As a therapist I hear of how people hide their feelings about another person, experiencing scare if they reveal what they really think. Withholding compliments, care and loving contact because there is the risk of ridicule or rejection. I generally relate this to fear the attachment, the love and the intimacy of closeness and fear of rejection.
This is often about fear of showing yourself to the other in case they do not acknowledge your presence so it is better not to do anything at all and live on crumbs of contact that just happen to fall your way.

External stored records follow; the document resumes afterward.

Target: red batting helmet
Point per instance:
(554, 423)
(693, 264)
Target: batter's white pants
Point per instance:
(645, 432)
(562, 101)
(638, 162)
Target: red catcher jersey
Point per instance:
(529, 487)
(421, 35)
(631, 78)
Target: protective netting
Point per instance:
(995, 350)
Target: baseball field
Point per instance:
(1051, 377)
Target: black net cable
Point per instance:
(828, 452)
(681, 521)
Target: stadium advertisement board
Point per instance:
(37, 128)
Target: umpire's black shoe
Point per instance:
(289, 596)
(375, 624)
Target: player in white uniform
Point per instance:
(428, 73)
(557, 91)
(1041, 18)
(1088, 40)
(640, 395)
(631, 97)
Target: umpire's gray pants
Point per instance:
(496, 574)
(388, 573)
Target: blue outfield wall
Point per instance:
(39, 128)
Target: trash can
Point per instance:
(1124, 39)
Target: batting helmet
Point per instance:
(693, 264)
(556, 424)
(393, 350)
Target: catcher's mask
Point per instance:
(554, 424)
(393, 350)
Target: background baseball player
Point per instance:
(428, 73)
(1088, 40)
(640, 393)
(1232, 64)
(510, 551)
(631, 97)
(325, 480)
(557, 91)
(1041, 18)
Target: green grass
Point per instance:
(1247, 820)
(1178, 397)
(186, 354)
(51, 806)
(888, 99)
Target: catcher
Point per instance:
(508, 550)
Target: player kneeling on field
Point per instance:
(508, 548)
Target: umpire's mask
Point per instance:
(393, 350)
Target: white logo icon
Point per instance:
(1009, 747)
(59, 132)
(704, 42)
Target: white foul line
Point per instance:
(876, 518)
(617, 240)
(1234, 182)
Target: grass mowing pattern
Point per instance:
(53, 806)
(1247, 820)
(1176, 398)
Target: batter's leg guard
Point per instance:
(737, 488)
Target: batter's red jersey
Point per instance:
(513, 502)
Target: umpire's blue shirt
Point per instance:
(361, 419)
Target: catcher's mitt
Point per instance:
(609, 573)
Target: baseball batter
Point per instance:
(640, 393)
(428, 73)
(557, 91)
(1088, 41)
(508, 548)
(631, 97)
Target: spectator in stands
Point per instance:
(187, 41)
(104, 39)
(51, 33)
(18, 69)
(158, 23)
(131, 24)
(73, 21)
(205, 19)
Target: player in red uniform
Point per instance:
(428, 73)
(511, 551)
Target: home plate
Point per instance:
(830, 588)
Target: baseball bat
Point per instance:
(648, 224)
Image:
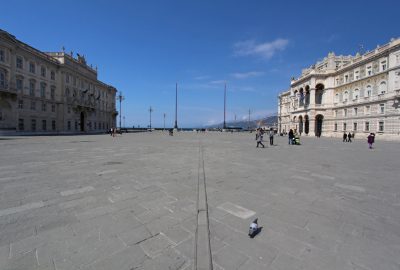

For some reason some of us are unable to see the advantages of the contact with this other living creature, but we are clear about the disadvantages. The same with close relationships, the fantasy being that they might be tied or it might not last. There is generally a sense of panic in those words. The reason for being afraid to love or share oneself with another living creature will, in my view also is about the fear of loss or expectation of demand and dependency.
• Think about how you withhold from others whom you could be close to.
• How do you prevent yourself from being close?
• Do you resist relationship with friends, people, places, pets’ etc?
• How might you fear closeness with another what is your fear about?
• Do you fear being engulfed or swamped by others?
• Are you afraid that you might lose yourself in relationships with others not only sexual relationships but friendships and close intimate relationships?
• Are you afraid of being close because you are afraid of the loss?
Instead of unifying with others the individual becomes afraid that they will be overcome, lose them-selves get lost in the other’s needs and wants and lose sight of their own. These are all ways of avoiding being close, defences against fully entering into an intimate relationship.
• Does this apply in anyway to you?
Somehow the individual may be so caught up in not making attachments or being close; their energy will be focused upon the disadvantages. Failing to recognise some of the advantages. Again this is all about fearing intimacy and the loss of that intimacy.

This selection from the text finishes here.